Blockchain consortium, Enterprise Ethereum Alliance (EEA) plans to release uniform blockchain standards for businesses. A prominent member of the group Jeremy Millar revealed on Thursday that they hope to release the new standards later this year.
While given a speech at the just-concluded blockchain expo in London, Millar stressed the need for blockchain standards as it relates to the adoption of the emerging technology. In his words, “We need interfaces to plug into. Now, this might sound boring. It might not be top of mind for developers looking to launch a white paper and promote their ICO on Telegram.”
Millar, a board member of the group reeled out the achievements and progress made by EEA since it was established in March 2017. According to him, the group has made inroads in setting standards for smart contracts meant to feed data into blockchain set-ups.
Enterprise Ethereum Alliance – for blockchain application
EEA was formed to Build, promote, and broadly support Ethereum-based technology best practices, standards, and reference architecture. Its membership base spans across several industries and includes the likes of Accenture, Santander, British Petroleum, JP Morgan, ConsenSys, Intel, Wipro, HP, and Sberbank – over 400 in total.

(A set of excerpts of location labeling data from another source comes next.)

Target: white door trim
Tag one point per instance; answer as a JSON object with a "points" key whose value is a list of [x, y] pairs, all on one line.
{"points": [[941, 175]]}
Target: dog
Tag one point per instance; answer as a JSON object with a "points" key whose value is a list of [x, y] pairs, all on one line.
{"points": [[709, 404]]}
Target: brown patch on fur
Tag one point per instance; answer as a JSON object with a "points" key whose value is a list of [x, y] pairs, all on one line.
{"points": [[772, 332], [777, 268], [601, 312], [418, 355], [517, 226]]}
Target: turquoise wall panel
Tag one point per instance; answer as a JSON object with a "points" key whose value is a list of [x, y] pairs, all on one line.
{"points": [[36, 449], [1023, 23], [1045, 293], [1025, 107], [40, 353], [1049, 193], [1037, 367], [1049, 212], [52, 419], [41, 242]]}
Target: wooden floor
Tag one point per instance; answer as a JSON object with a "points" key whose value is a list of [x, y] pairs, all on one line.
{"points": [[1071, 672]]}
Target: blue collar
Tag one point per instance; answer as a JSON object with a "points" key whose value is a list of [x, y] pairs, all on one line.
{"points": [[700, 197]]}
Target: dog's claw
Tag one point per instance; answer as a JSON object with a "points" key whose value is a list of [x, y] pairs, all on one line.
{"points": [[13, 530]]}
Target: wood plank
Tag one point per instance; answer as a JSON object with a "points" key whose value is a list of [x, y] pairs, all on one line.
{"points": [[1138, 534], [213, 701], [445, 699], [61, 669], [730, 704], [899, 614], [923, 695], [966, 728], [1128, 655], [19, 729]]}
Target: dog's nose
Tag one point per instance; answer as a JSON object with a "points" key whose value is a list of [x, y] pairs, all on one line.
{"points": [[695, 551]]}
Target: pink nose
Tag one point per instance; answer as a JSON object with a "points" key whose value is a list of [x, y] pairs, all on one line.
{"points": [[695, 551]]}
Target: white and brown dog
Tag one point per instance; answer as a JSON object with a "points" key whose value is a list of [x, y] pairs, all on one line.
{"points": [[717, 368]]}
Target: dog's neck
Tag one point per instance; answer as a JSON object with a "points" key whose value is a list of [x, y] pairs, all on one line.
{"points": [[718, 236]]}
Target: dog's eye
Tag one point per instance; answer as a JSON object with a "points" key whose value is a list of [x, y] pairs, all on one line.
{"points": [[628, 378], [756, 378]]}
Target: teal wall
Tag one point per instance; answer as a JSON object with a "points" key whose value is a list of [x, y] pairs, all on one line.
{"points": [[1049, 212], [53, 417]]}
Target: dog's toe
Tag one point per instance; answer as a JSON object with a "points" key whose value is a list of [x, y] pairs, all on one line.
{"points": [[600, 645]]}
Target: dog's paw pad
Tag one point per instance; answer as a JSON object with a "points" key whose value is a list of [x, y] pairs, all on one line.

Recently, the group appointed Ron Resnick, former president of WiMAX as its Executive Director a move which Millar says is a great addition to the group.
R3, another consortium for blockchain application in businesses, recently called EEA’s approach and results into question. In a swift response, Faisal Khan, a representative from member company ConsenSys highlighted some improvements the group had achieved.
Millar also noted that features of EEA will be introduced to the Ethereum code as Ethereum Improvement Proposals (EIPs) while hinting at a testnet phase. In line with the ethos of the alliance, he tasked member to support the efforts “Let’s do this together as a community because we will all benefit from it. I urge you to take part in our network – it’s very affordable to join.” He said.